Kegiatan yang menjadi rutinitas kelompok tersebut diantaranya program Nasi Murah yang penjualannya dilakukan setiap hari Kamis. “Sudah berjalan dua bulan sejak Desember 2022 untuk menuhi gizi lansia, ibu-ibu dan anak-anak meskipun cuma satu kali setiap pekanna kita bagi nasi murah harganya Rp.15.000 kita jual Rp.3.000 tapi yang Rp.3000 itu kita kumpul lagi untuk kegiatan sosial,” jelasnya.

Ada juga kelompok Sekolah Perempuan Berdaya yang beranggotakan ibu-ibu korban kekerasan untuk dilatih berwirausaha agar tidak ketergantungan ekonomi kepada suaminya sehingga mereka mampu mengadvokasi diri bila terjadi sesuatu. “Kadang-kadang kita minta bantuan Lembaga Pemberdayaan Perempuan dan Perlindungan Anak (LP3A), biasanya kami meminta untuk memberi parenting untuk ibu-ibu jadi kita sudah kerjasama disitu,” ucapnya.

Tidak hanya itu, ada juga program Sekolah Anak Percaya Diri (SAPD) untuk anak-anak korban kekerasan di pesisir yang muridnya berjumlah 70 orang. Mereka menjalani kelas setiap hari Jumat dan Minggu selama dua jam.

“Diterima siapa saja yang mau datang selama masih kosong karena tidak ada pembayaran.

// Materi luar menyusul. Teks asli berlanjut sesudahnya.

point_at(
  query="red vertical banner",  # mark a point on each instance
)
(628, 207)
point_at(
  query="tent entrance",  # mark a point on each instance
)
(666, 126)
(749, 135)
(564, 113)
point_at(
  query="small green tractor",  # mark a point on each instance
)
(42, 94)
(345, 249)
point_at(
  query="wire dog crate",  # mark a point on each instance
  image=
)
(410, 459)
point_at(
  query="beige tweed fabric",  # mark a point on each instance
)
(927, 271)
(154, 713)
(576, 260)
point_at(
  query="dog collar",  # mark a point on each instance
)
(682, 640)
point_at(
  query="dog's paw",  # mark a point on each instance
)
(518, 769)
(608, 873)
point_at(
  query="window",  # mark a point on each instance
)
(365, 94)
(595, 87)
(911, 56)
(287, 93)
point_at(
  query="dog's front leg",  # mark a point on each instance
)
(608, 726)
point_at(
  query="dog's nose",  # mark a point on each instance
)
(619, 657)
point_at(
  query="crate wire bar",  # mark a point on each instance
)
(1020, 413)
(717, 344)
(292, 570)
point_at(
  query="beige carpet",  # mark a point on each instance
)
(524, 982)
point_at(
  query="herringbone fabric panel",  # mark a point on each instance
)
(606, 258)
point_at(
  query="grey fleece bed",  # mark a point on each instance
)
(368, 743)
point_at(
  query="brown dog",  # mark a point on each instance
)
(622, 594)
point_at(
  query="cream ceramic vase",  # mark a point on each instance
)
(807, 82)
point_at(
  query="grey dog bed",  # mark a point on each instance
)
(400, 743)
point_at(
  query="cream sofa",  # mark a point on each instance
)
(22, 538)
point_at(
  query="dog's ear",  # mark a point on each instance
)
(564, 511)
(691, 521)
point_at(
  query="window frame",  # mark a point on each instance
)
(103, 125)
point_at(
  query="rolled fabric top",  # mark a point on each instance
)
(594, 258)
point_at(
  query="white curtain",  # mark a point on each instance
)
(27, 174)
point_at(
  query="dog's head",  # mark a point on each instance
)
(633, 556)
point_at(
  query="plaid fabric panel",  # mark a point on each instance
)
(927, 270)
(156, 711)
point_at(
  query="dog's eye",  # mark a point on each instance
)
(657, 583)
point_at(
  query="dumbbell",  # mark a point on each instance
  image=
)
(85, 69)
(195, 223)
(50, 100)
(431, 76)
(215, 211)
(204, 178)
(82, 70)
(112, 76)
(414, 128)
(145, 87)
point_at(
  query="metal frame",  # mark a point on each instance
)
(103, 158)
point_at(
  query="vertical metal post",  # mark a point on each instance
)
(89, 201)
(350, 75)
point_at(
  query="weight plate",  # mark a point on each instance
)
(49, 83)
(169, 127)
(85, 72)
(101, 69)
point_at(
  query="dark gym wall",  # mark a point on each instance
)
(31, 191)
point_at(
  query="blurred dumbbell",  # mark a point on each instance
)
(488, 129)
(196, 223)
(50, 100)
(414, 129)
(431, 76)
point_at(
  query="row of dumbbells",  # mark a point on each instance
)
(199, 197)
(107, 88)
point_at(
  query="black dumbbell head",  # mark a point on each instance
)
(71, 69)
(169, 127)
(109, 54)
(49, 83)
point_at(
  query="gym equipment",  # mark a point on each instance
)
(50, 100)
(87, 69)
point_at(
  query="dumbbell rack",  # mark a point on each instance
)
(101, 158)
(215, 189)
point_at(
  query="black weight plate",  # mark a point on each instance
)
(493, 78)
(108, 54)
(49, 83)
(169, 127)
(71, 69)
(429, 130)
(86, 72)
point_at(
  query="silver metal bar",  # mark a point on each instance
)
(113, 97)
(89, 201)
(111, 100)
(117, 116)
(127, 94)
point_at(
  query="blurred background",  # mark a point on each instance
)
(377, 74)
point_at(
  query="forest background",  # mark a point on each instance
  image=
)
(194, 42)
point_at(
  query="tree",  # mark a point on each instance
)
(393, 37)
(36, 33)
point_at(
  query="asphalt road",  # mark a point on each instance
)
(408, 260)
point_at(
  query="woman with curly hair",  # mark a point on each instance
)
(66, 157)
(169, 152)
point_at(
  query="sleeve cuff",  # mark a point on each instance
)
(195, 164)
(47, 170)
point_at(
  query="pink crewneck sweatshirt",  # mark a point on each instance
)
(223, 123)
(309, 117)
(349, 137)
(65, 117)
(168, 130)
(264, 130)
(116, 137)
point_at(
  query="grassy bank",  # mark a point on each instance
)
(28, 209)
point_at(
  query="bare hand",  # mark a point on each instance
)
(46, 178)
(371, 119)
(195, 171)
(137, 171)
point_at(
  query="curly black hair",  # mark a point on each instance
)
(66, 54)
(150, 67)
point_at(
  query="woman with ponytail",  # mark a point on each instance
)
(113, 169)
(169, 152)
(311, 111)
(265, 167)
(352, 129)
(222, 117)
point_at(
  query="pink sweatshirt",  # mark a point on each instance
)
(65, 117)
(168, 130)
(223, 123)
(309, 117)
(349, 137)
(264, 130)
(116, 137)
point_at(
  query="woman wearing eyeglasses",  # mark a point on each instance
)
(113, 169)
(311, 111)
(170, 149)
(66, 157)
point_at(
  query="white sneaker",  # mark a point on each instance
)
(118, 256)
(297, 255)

Disini ada psikolog, ada guru juga jadi mereka (murid) dilatih, belajarnya kan dia juga nonformal jadi digali bakat setiap anak seperti melukis, menari  dan sebagainya,” ucapnya.

Sampai saat ini, anak didik dari SAPD itu telah memiliki bakat seperti menari yang bahkan sudah sering tampil pada kegiatan-kegiatan instansi. “Mungkin tampil itu biasa bagi anak-anak pada umumnya, tapi ini berbeda karena ibu bapak mereka tidak happy jadi dia kehilangan kepercayaan dirinya jadi kalau dia bisa tampil didepan orang itu sudah kemajuan luar biasa bahwa dia sama dengan anak lain yang punya akses,” katanya.